Depois de cada um dos dois presentes na final terem jogado 21 vezes, o que mais valeu, de fato, foram as últimas duas vezes que cada um duelou. Em preciso, a última. O Santos venceu o São Paulo e o Corinthians, em jogo movimentado mas de baixo nível técnico, derrotou o Palmeiras nos pênaltis.

E para aqueles que pensam que a final é o jogo de maior nível técnico, se engana. É um dos jogos mais travados. O Santos jogou muito na semifinal contra o São Paulo. Ganso foi meia-que-Muricy-pediu-a-Deus. Isso finaliza o assunto. A respeito do Corinthians, contra o Palmeiras, ficou devendo…

Mas enfim. Chegamos à decisão, tão esperada. Santos e Corinthians. Os últimos dois campeões paulistas, na respectiva ordem: Santos no ano passado e Corinthians em 2009.
No jogo em si, todos sabíamos que o Santos era superior tecnicamente. Nada que organização faça o que deve fazer. O Corinthians, ontem, jogou bem. Se organizou e fez um melhor primeiro tempo, com mais volume. Mesmo com Neymar finalizando na trave após boa jogada, a equipe alvinegra paulista não jogou mal.
Em um esquema que se caracterizava em um 4-3-3 em parte do jogo, o Corinthians conseguia ter mais a bola. O problema era finalizar.

O jogo corintiano poderia ser dado como 4-3-3 ou até mesmo como 4-2-3-1. Em vezes, até como 4-4-2, com efetividade tática de Jorge Henrique no meio-de-campo da equipe alvinegra. Liédson, em momentos, voltava para buscar jogo e atuar no lado esquerdo de seu ataque. Talvez tenha sido reflexo de poucos oportunidades que teve na primeira etapa.
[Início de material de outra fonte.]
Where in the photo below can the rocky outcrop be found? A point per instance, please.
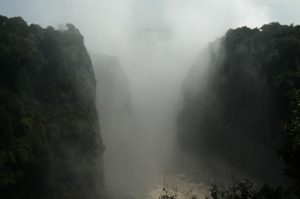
(50, 143)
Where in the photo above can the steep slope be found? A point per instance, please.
(237, 111)
(114, 105)
(50, 144)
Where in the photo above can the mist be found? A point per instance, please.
(154, 45)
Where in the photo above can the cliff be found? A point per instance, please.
(50, 143)
(238, 109)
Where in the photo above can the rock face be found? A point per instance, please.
(50, 143)
(116, 116)
(235, 111)
(113, 95)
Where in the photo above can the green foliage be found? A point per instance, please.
(50, 146)
(248, 109)
(246, 190)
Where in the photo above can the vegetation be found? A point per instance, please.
(247, 113)
(50, 146)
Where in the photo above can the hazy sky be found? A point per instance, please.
(109, 18)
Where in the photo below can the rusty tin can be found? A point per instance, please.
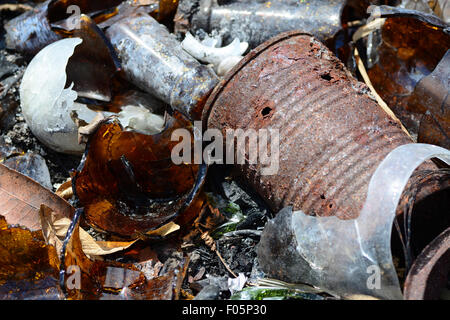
(332, 134)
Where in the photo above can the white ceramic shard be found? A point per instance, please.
(206, 52)
(140, 119)
(46, 105)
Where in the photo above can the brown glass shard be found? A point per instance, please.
(28, 267)
(109, 280)
(404, 58)
(431, 97)
(93, 63)
(128, 183)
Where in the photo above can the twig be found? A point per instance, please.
(181, 276)
(382, 104)
(212, 245)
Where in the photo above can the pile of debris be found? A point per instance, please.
(156, 149)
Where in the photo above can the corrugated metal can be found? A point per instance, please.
(332, 134)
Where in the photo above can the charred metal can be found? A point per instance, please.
(332, 134)
(256, 21)
(154, 61)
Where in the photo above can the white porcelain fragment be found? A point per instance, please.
(207, 52)
(46, 105)
(50, 109)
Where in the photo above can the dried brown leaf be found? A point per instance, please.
(54, 229)
(21, 198)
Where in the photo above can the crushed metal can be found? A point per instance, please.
(154, 61)
(257, 21)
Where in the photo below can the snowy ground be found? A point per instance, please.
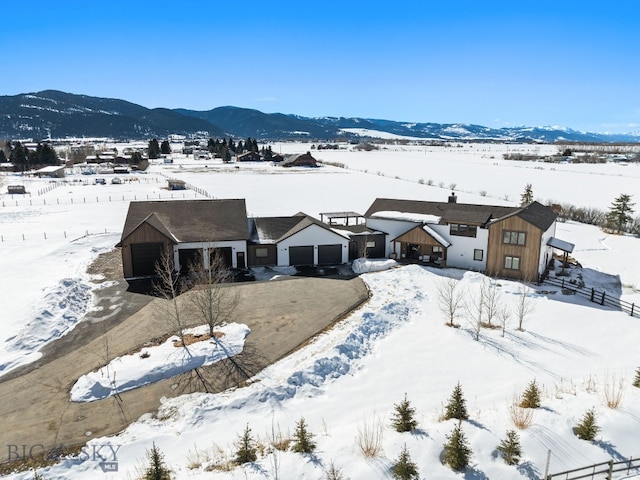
(353, 375)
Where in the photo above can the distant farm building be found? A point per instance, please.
(249, 157)
(51, 171)
(16, 190)
(175, 184)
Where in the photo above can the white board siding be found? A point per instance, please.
(236, 246)
(312, 235)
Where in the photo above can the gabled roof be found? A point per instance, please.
(534, 213)
(450, 212)
(426, 229)
(191, 220)
(277, 229)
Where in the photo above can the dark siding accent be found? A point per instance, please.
(329, 254)
(144, 258)
(301, 255)
(270, 259)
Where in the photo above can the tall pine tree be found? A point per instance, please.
(620, 212)
(403, 418)
(456, 408)
(527, 196)
(457, 451)
(156, 469)
(404, 468)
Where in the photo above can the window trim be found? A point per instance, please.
(508, 237)
(463, 230)
(509, 261)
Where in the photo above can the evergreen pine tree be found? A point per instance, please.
(510, 448)
(531, 396)
(457, 450)
(403, 468)
(153, 149)
(456, 408)
(303, 442)
(246, 447)
(403, 418)
(620, 212)
(527, 196)
(587, 428)
(165, 147)
(156, 469)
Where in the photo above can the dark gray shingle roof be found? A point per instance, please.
(449, 212)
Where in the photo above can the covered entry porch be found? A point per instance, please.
(421, 244)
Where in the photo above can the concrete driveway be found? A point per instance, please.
(35, 409)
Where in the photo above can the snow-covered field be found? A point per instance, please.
(350, 377)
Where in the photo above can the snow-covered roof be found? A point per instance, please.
(561, 244)
(436, 236)
(411, 217)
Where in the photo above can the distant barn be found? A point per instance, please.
(300, 160)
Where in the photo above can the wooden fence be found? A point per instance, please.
(604, 470)
(600, 297)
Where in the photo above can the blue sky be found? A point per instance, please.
(492, 63)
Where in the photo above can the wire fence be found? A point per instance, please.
(604, 470)
(596, 296)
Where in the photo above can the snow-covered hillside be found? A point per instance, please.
(348, 379)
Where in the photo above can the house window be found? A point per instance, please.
(462, 229)
(513, 238)
(512, 263)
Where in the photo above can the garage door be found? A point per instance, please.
(144, 257)
(329, 254)
(301, 255)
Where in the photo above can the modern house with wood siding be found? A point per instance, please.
(186, 230)
(514, 242)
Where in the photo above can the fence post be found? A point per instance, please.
(610, 472)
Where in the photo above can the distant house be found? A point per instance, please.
(16, 190)
(175, 184)
(186, 230)
(299, 160)
(513, 242)
(249, 157)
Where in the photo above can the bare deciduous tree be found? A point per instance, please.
(492, 300)
(475, 307)
(524, 305)
(212, 298)
(167, 286)
(450, 299)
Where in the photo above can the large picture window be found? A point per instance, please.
(512, 263)
(514, 238)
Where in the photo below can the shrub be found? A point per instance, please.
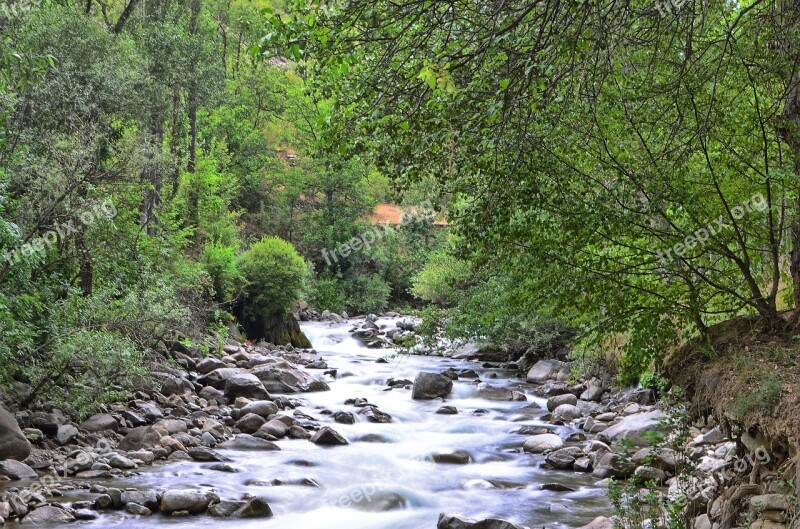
(368, 294)
(327, 294)
(220, 262)
(275, 275)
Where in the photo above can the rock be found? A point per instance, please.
(566, 412)
(298, 432)
(47, 515)
(244, 385)
(100, 423)
(139, 438)
(450, 521)
(248, 442)
(601, 522)
(121, 462)
(16, 470)
(146, 498)
(536, 444)
(66, 434)
(558, 400)
(201, 453)
(13, 444)
(563, 458)
(702, 522)
(646, 474)
(459, 457)
(638, 428)
(263, 408)
(250, 423)
(275, 428)
(192, 501)
(344, 417)
(429, 386)
(607, 466)
(545, 370)
(328, 437)
(283, 377)
(207, 365)
(770, 502)
(485, 391)
(253, 508)
(594, 390)
(373, 414)
(137, 509)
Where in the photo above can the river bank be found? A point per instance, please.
(333, 437)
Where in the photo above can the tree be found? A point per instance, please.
(276, 277)
(626, 162)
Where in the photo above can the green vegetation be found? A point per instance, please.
(629, 170)
(158, 178)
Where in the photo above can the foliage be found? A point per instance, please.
(601, 157)
(275, 275)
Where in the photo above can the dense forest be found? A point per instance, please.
(596, 202)
(158, 177)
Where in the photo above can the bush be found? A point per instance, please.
(220, 262)
(327, 294)
(367, 294)
(276, 277)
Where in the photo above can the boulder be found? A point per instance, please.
(545, 370)
(638, 428)
(100, 423)
(283, 377)
(13, 444)
(263, 408)
(536, 444)
(601, 522)
(248, 442)
(450, 521)
(566, 412)
(192, 501)
(485, 391)
(250, 423)
(558, 400)
(16, 470)
(47, 515)
(328, 437)
(139, 438)
(244, 385)
(429, 386)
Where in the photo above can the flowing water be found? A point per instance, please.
(388, 465)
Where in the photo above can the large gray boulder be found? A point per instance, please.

A bola não chegou e Liédson não teve a finalização, o seu forte. No lado do Santos, as coisas se resumiam a um 4-4-2. Houveram horas em que Ganso se posicionou ao lado direito, e a equipe parecia atuar em um 4-3-3. Neymar, indo da ponta esquerda para dentro tentava abrir espaços. Ele não apareceu muito nos primeiros 10, 15 minutos de jogo. Depois, porém, disso para a segunda etapa, ele jogou o que podia e ainda mais um pouco. Fez um bom jogo.
O que, talvez o corintiano devesse temer, seria a atuação de Wallace. Tomou um amarelo e depois não apareceu muito. Que me lembro, apoiou uma vez na lateral e foi só. Não pode se esperar muito de um zagueiro-lateral. Mas, no agregado, fez um de médio para bom jogo.
Ganso foi o problema. Jogou muito pouco para um cara de seu potencial. E a marcação nele nem era tão individual como por exemplo, era com Bruno César. Adriano, mesmo não estando em todos os lugares, “batia” com ele no posicionamento tático. Ainda com isso, Bruno César teve “A” chance do Corinthians no primeiro tempo.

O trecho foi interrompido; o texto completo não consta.